Incontro che arriva dopo giorni di tensione, scioperi e presidi davanti alla fabbrica di Cerreto d’Esi destinata alla chiusura (170 lavoratori circa più l’indotto) e parte di un taglio di 1.700 lavoratori in tutta Italia.
«La Regione e tutti i marchigiani sono al vostro fianco – ha dichiarato il presidente della Regione Marche Francesco Acquaroli – una ristrutturazione aziendale non può contemplare la chiusura di uno stabilimento. Una scelta unilaterale, inaccettabile e offensiva nei confronti di una comunità e di tutta la regione. Chiederemo il ritiro del piano industriale, perché per noi è imprescindibile salvaguardare l’occupazione, il futuro dello stabilimento di Cerreto d’Esi e la capacità manifatturiera del territorio. Parliamo di un sito che in oltre mezzo secolo di storia ha dimostrato grandi capacità produttive, raggiungendo sempre gli obiettivi prefissati dall’azienda».
«Ora si apre una partita sicuramente non facile – ha aggiunto – Queste aziende hanno ricevuto sostegni pubblici, anche per ristrutturare la capacità produttiva. Abbiamo immediatamente avviato un percorso di concertazione in Regione. È importante restare uniti e coesi a difesa di Cerreto d’Esi, dell’occupazione, del territorio e della sua competitività. Le Marche hanno una grande storia fatta da persone perbene che sanno cosa significa il lavoro, la serietà e il rispetto dei patti presi».
Nel corso dell’incontro del pomeriggio, Acquaroli e Consoli hanno ascoltato le preoccupazioni delle rappresentanze sindacali, ribadendo la piena disponibilità della Regione Marche a seguire con la massima attenzione l’evolversi della vertenza.
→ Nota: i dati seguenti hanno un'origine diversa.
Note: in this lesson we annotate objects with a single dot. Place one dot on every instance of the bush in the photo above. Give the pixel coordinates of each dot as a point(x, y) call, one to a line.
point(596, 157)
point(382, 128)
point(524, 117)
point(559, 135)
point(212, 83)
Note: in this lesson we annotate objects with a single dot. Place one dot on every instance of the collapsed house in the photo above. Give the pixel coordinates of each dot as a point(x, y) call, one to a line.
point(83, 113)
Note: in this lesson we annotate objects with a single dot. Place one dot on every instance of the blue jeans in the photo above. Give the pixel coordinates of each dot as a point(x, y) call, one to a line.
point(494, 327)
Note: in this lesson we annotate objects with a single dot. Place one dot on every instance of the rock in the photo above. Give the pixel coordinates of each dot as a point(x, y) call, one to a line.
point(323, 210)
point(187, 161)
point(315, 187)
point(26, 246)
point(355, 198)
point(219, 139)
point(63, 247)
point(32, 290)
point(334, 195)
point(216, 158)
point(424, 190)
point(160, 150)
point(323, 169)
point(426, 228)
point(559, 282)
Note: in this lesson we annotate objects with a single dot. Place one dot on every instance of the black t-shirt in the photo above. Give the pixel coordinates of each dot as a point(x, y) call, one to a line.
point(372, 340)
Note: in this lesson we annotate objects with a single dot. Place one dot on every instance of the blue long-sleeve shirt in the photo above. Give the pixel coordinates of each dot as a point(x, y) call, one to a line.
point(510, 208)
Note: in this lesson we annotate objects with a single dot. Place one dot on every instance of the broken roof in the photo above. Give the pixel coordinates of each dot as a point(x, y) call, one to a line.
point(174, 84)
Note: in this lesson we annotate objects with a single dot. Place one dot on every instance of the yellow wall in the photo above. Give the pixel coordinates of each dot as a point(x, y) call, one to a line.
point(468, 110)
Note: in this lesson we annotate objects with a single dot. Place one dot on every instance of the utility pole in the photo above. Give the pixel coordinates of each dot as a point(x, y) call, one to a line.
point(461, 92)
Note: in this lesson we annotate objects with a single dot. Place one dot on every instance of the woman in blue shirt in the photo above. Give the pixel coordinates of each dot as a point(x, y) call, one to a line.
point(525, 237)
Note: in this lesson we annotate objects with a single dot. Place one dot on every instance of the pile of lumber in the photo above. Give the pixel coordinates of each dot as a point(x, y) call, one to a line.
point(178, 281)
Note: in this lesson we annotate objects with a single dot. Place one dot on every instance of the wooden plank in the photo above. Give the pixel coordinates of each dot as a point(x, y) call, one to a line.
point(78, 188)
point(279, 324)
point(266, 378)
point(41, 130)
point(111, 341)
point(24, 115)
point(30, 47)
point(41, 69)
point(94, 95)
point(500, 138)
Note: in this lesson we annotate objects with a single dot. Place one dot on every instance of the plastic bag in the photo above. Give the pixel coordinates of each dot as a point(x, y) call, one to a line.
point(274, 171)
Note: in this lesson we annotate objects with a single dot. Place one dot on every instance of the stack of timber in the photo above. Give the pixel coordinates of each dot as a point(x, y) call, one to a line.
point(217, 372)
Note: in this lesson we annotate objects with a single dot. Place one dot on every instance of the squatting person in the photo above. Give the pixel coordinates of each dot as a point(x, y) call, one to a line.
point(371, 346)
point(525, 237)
«È necessario mettere in campo ogni azione utile per salvaguardare l’occupazione, la continuità produttiva e il tessuto economico e sociale del fabrianese e delle Marche – ha aggiunto Consoli – In questi giorni lavoreremo con i nostri uffici per acquisire tutte le informazioni necessarie per essere pronti all’incontro del 25 maggio. E proprio per fare il punto della situazione ci rivedremo con le rappresentanze sindacali prima dell’appuntamento romano. Il ritiro del piano industriale è naturalmente l’aspetto principale».